Wind turbines are something many Cape Vincent residents and officials don't want to see in their town. As YNN's Elizabeth Jeneault reports, many hope a proposed wind farm is not approved.
JEFFERSON COUNTY, N.Y. -- British Petroleum's proposed wind farm project has been stagnant. That's because representatives from the company say it may sell its wind power division. But in the process, Cape Vincent has been left in limbo.
"We need to bring some conclusion to whether or not this project is going to move forward because it really has a negative impact on the community because people don't know whether they can develop their land or what is going to be happening with the future of the community," said John Byrne, a Cape Vincent Board Member.
Officials and residents hoped to figure out that future at Monday night's meeting. BP filed last fall for a new state process that could overrule the town's local land use laws. However, because the company may sell, the application hasn't been worked on, leaving land owners stuck in the middle.

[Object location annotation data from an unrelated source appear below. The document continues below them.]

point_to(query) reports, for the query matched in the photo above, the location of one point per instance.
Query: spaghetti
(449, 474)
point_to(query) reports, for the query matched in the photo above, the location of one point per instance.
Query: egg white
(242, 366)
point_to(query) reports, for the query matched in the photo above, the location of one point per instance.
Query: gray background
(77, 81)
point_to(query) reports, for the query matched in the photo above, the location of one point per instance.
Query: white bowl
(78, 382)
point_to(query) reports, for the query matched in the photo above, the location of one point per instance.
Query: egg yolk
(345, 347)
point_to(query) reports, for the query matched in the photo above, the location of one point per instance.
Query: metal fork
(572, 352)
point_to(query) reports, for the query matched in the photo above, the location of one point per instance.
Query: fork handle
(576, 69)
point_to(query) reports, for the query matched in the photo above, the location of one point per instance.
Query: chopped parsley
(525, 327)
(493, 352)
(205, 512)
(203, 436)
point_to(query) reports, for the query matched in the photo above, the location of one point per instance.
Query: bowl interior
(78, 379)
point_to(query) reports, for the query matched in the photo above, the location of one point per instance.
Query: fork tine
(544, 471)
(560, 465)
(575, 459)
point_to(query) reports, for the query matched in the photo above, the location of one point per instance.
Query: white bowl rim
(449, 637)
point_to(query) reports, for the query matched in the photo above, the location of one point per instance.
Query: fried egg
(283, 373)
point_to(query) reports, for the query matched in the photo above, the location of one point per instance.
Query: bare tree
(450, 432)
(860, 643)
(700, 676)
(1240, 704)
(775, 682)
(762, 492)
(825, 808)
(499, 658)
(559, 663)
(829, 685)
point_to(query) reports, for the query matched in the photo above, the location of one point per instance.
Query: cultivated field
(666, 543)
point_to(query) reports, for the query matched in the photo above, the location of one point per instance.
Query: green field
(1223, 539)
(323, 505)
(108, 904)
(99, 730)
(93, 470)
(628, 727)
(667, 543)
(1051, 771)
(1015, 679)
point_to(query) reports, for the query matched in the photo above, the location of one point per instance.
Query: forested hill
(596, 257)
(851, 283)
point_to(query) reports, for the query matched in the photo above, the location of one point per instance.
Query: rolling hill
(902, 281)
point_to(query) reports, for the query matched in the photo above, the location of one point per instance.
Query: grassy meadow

"They haven't had the ability to do with their land what they'd like to do because it's under contract with the wind developers," said Byrne.
The proposed project has truly divided the community through the years, as some believe landowners in the area should have never leased their land to BP.
"It's going to ruin our view shed for 40 years or 20 years, whatever the life of the project is. It's going to have a lot of harm on wildlife," said Mary Donahue, a Depauville resident.
Although some locals are clearly opposed to the project, a local resident who didn't wish to be identified said he leased his land to BP several years ago and says he wishes the town board would just stop fighting the company. That's because he believes the wind farm could potentially bring him in a bunch more money. Either way, neither side wants to wait any longer.
"I think it's time for the community to move on whether the project is going to happen or not," said Byrne.
Although an exact end isn't in sight, BP's continued inactivity will eventually force the state to address the project's timeline. If BP doesn't do anything with the application by March, the state examiners say they'll have to look into closing the process.